Payroll tax liability
Companies are responsible for filing, withholding, and remitting their employees’ payroll taxes. It’s a requirement to withhold federal, state, and local income taxes where applicable. In addition, for employees who earn wages, their companies must withhold Federal Insurance Contributions Act (FICA) and pay state and federal unemployment taxes. Income, FICA, and unemployment taxes comprise the company’s payroll tax liability, which it deposits with the IRS.
Capital gains tax liability
Capital gains tax liabilities apply to the sale of an asset or investment.

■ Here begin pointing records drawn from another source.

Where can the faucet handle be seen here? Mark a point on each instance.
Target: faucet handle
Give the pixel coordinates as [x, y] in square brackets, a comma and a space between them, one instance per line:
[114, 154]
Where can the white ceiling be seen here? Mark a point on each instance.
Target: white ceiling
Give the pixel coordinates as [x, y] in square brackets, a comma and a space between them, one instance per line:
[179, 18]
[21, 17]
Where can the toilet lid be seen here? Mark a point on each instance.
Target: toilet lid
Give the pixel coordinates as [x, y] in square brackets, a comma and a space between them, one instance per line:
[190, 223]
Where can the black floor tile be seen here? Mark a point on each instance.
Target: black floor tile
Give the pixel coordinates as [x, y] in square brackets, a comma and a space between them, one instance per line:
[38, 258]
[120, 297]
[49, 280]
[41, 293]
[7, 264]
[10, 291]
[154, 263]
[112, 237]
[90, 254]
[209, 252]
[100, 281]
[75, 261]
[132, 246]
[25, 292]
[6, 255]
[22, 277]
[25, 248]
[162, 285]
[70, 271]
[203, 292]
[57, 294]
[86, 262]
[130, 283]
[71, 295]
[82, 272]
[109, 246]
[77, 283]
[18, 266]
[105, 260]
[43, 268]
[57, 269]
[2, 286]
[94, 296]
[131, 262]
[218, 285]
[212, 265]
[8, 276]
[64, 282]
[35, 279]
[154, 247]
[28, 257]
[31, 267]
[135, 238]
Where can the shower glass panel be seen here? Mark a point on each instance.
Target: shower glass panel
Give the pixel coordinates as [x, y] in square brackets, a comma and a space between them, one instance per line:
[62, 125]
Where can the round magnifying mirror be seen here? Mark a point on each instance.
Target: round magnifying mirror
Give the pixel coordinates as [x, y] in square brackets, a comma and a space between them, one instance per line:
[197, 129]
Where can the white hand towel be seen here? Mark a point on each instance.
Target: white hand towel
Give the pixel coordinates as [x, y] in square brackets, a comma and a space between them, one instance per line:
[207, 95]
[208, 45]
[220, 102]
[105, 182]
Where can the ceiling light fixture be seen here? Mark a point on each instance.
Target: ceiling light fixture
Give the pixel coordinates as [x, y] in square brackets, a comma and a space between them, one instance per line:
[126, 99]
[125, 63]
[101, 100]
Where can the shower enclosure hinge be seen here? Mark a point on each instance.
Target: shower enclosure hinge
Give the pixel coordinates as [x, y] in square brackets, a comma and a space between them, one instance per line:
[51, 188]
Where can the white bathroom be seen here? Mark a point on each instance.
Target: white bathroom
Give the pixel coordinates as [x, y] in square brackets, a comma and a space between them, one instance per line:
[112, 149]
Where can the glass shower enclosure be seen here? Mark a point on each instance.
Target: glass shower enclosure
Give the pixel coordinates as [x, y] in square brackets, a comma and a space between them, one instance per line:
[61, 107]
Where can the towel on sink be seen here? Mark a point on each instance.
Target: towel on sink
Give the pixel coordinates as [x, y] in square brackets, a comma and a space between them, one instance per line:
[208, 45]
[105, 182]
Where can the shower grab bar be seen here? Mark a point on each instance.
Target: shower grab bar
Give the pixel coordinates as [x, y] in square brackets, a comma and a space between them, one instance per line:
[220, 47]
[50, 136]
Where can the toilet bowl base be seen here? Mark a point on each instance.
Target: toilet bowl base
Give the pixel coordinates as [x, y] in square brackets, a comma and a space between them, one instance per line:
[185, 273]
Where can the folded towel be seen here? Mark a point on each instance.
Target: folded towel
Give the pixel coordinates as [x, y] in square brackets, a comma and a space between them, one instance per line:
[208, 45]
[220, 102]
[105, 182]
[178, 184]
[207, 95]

They are the taxes you pay on the gain of the sale. So, for example, if someone buys an asset for $80,000 but sells it for $100,000, the difference of $20,000 is taxable as a capital gains tax liability.
Sales tax liability
The government imposes a sales tax on companies for each good or service it sells, with a few exemptions. After collecting these taxes, the company has a sales tax liability. Therefore, it’s a requirement for these companies to submit these tax liabilities to local or state governments.
Self-employment tax liability
Self-employment tax liability is the Social Security and Medicare tax that applies to self-employed individuals. Usually, they calculate these taxes themselves using Form 1040 or 1040-SR. The self-employment tax rate is 15.3%, where 12.4% goes to Social Security and 2.9% to Medicare. Small business owners have self-employment tax liabilities unless the business is incorporated.